Eigenmarken: Mehr Fokus auf Zielgruppe

Die meisten Eigenmarken des Handels haben kaum Einfluss auf das Kaufverhalten. Wer eine nachhaltig starke Marke schaffen und seine Retail Brand stärken will, muss sich zukünftig klar auf eine Zielgruppe oder einen Produktbereich konzentrieren. Die reine Fokussierung auf im Preiseinstieg positionierte Marken reicht für eine Differenzierung im Markt nicht mehr aus.
 
Eigenmarken-Top-10 (Quelle: obs/Batten & Company) 

 Eigenmarken-Top-10 (Quelle: obs/Batten & Company)
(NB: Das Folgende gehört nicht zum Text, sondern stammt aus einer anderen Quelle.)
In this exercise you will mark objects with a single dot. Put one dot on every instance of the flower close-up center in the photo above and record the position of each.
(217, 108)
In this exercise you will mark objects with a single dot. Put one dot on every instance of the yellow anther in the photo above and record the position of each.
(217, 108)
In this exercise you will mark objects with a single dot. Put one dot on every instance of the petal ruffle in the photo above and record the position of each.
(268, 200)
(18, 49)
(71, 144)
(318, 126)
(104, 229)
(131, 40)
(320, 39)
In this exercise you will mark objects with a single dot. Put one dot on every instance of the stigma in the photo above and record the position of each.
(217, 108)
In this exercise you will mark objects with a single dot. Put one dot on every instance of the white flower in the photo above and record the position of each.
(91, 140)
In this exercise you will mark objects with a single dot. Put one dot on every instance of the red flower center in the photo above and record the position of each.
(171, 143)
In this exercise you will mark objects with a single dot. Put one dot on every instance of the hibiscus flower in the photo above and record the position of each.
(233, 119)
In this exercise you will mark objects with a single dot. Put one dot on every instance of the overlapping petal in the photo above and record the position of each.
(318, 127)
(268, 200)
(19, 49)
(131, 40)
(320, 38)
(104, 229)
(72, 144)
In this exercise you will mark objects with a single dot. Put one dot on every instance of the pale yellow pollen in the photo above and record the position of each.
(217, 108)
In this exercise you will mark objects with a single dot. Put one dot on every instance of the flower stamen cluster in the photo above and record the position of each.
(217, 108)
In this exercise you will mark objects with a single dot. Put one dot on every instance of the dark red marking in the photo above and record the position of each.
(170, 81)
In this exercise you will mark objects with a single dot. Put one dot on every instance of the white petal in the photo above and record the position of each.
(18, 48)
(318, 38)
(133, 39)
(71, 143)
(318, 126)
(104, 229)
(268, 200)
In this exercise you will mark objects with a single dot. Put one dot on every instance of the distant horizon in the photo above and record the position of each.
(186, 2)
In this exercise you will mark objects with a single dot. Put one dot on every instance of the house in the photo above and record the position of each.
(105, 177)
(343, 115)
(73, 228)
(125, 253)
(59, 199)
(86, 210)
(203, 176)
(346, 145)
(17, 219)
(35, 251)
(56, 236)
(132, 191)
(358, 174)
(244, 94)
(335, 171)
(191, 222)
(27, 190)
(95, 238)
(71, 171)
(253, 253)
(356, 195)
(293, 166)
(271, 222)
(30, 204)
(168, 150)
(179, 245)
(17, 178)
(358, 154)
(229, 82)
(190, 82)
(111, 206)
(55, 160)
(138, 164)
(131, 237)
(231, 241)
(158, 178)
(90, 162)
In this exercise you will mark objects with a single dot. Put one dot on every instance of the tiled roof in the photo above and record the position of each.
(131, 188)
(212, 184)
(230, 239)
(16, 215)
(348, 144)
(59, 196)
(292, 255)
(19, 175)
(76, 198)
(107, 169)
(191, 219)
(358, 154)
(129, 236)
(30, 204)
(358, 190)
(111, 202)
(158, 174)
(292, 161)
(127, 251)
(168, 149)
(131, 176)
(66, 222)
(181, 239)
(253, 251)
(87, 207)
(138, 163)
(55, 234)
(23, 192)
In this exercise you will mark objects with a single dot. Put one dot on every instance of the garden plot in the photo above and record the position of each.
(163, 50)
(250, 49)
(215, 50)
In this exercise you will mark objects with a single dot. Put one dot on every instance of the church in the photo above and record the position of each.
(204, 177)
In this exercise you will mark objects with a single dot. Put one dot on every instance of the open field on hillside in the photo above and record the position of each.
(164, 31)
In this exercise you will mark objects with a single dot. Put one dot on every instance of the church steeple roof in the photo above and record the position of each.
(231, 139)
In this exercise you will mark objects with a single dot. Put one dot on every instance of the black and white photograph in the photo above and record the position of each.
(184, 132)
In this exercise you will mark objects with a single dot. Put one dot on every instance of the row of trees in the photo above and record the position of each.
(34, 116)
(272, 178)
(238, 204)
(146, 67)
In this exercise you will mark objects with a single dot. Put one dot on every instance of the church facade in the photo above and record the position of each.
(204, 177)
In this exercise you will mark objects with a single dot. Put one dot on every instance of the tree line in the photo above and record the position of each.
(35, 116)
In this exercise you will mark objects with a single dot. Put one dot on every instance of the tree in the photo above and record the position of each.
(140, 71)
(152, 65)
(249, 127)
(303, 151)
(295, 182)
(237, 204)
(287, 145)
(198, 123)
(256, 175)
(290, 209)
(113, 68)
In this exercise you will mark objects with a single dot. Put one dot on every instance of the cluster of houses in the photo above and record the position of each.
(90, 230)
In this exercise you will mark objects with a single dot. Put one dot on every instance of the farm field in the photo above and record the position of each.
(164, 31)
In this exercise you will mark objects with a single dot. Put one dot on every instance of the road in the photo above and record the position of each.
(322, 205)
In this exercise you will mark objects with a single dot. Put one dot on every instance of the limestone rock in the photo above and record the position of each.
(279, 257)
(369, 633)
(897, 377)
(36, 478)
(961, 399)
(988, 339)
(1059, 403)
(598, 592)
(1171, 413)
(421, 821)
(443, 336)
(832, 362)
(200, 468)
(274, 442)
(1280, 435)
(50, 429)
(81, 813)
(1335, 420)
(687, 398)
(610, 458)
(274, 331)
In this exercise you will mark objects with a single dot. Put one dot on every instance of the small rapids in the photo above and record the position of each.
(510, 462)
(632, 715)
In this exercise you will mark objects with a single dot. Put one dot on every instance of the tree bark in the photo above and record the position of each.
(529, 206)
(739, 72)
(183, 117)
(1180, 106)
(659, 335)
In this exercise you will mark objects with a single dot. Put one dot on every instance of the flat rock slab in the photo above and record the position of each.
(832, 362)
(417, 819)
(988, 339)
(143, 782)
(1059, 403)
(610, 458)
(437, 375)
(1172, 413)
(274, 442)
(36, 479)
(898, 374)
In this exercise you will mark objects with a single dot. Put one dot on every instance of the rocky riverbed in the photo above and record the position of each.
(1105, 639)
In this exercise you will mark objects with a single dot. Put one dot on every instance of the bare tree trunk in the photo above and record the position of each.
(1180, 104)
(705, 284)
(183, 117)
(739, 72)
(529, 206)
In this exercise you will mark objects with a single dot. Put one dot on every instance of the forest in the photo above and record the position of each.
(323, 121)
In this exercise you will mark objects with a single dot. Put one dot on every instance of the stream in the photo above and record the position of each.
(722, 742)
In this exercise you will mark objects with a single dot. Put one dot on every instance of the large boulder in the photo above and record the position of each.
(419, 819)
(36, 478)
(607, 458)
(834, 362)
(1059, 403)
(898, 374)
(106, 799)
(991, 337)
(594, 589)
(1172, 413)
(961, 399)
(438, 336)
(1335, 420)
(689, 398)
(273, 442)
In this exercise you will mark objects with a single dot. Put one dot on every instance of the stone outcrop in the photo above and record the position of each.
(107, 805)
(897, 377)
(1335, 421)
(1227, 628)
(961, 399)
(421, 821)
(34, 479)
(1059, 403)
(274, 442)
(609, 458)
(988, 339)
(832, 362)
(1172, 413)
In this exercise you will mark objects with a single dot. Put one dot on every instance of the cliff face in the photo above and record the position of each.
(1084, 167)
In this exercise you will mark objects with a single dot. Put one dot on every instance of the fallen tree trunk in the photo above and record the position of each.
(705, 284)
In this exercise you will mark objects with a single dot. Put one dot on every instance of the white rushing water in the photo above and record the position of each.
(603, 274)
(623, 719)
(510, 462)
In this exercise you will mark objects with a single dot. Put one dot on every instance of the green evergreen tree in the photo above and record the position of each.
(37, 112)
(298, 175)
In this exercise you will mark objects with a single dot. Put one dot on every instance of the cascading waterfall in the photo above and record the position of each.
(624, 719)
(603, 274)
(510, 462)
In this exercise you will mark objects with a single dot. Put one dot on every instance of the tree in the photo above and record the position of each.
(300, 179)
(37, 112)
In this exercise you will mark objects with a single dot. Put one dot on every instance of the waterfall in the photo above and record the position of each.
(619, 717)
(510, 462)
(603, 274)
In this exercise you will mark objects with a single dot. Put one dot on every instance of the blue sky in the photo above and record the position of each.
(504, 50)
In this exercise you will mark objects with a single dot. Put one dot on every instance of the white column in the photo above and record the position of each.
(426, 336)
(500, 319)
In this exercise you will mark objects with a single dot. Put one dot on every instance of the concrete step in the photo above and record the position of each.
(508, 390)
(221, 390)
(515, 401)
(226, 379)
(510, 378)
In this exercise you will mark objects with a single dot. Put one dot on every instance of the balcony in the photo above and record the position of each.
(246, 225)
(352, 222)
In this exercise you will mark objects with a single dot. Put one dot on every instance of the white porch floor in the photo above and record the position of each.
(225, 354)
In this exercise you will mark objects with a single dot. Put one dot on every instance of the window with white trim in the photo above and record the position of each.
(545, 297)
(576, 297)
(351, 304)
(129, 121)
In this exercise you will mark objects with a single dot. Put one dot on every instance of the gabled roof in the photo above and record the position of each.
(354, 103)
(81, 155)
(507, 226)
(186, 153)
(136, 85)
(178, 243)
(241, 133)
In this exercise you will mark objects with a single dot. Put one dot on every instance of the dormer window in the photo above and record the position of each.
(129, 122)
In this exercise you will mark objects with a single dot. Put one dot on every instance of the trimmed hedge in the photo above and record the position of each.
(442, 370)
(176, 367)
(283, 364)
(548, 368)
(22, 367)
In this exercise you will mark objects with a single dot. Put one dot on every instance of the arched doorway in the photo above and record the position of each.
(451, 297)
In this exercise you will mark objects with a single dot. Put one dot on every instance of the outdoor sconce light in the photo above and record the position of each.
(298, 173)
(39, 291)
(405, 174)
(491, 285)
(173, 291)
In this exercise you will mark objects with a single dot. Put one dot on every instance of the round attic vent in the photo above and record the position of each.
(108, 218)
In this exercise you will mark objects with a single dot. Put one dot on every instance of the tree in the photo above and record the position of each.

In dem branchenübergreifenden Ranking rangiert die Preiseinstiegsmarke ja! von REWE mit einem Markenstärke-Wert von 5,8 (auf einer Skala von 0 bis 10) vor den Preiseinstiegsmarken Gut & Günstig (5,7; EDEKA) und TiP (5,4; real,-).
 
Aus Verbrauchersicht stehen Eigenmarken vor allem für eine gute Qualität zu günstigen Preisen. Eine enge und langfristige Markenbindung mit positivem Einfluss auf die Kaufentscheidung des Kunden wird damit aber nicht erreicht.
 
Wer eine Eigenmarke nutzen will, um die Kunden an das eigene Unternehmen zu binden, muss einen anderen Weg gehen. Bestnoten bei Markennutzen und Kaufeinfluss erzielten Marken, die klar auf Zielgruppen und/oder Sortimente ausgerichtet sind. Beispiele sind hier die Linessa-Diätlebensmittel von Lidl und babylove der Drogeriekette dm. Diese Marken haben maßgeblichen Einfluss auf die Wahl der Einkaufsstätte.
 
Zu diesen Ergebnissen kommt die internationale Managementberatung Batten & Company (ehem. BBDO Consulting) in ihrer aktuellen Studie "Die stärksten Eigenmarken im deutschen Handel".